ゴング!戦いの火ぶたが切って落とされると———!
「さあ、まずは小手調べだ!…避けてみなあ!」
タンッ!
立花は軽くステップ!
「うお、はえ…!」
信二は立花のステップの速さに驚いた、その瞬間!
「驚く暇なんざ…ねーぜ、信二ッ!シッ!」
ドスゥゥゥッ!
「うごあっ!?」
信二の中に潜り込んだ立花はボディーに一発!その黄色いグローブを叩き込むと———
「ふっ!」
タンッ!
再びステップ!
「くそ、どこ行きやがった!」
一発入れられ怒りに染まる信二はぐっとガードを固めると立花を警戒するも———
タンッ!タンタンッ!タンッ!
ステップ音はすれども姿は見えず、
「くそ、どこ行きやがった!」
周りを回るような高速ステップに信二が思わず歯ぎしりをした、その時———
「シッ!」
バシィィィッ!
「ぶへえっ!?」
今度は左フック!立花は信二の顔面にグローブを叩きつけてやると———
「さあ、反撃して来いよ、信二!ヒーローは…伊達じゃねえぜッ!」
バスバスバスッ!バスッ!バシィィィィッ!
「うご!?お、ああああああああああっ!?」
…立花の猛ラッシュが、信二を襲うのであった…。
そして。
カーンッ
「ふう♪」
1ラウンド終了のゴング。———立花に四方八方から打たれ、ボッコボコにされた信二はヘロヘロとしながらコーナーに戻ると、
「う…ぐぅ…」
「ひひひひっ!しーんじ!…大丈夫かよ?」
「くそ、あの野郎…ちょこまかと…!」
信二は椅子にどかっ!と腰かけながら、大きく肩で息をしながら渡されたスポドリを口にした。

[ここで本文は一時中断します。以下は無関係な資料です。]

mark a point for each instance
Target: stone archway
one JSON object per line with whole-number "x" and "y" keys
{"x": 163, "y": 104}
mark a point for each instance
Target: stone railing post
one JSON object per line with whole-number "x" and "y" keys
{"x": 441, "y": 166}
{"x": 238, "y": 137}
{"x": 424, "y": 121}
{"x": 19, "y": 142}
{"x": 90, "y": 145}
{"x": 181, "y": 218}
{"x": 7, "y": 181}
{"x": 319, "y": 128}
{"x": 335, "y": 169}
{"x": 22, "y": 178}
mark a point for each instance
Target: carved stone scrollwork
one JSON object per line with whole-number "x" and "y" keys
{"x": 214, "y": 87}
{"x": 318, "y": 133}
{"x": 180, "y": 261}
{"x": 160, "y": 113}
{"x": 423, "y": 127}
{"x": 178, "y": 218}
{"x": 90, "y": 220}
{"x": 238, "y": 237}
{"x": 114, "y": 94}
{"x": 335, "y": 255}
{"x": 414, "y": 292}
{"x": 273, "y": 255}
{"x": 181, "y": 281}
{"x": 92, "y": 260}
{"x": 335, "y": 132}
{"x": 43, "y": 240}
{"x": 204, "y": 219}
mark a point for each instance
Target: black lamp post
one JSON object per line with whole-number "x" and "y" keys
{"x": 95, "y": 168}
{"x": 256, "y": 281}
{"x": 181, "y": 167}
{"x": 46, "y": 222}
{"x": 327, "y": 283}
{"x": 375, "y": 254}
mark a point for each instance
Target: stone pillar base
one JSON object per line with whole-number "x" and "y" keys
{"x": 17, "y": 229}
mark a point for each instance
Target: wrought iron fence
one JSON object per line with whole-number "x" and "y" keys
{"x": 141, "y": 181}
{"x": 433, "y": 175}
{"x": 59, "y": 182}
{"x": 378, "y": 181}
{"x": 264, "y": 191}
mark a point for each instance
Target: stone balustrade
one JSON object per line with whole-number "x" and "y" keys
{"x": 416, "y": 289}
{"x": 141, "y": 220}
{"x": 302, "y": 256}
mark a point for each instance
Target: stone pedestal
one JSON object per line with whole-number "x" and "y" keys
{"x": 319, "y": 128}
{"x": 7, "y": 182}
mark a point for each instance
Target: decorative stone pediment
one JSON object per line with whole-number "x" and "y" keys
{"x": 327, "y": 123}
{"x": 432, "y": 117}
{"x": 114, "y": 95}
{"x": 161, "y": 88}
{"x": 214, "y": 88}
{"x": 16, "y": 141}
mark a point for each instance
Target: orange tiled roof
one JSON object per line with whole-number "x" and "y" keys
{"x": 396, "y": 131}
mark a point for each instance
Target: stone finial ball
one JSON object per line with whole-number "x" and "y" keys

「ひひひひひっ!もともとお前とヒーローじゃランクも実力も差がありすぎるからな?逆に、よく1ラウンド持ったと思うぜえ?えらいえらい♪」
「てめ、茶化すんじゃねえ!…けど、ま」
信二は息を整えながらもふっと笑みを浮かべる。———視線の先には、晃樹のピンクファイアを混入されたスポドリを飲み込む立花の姿!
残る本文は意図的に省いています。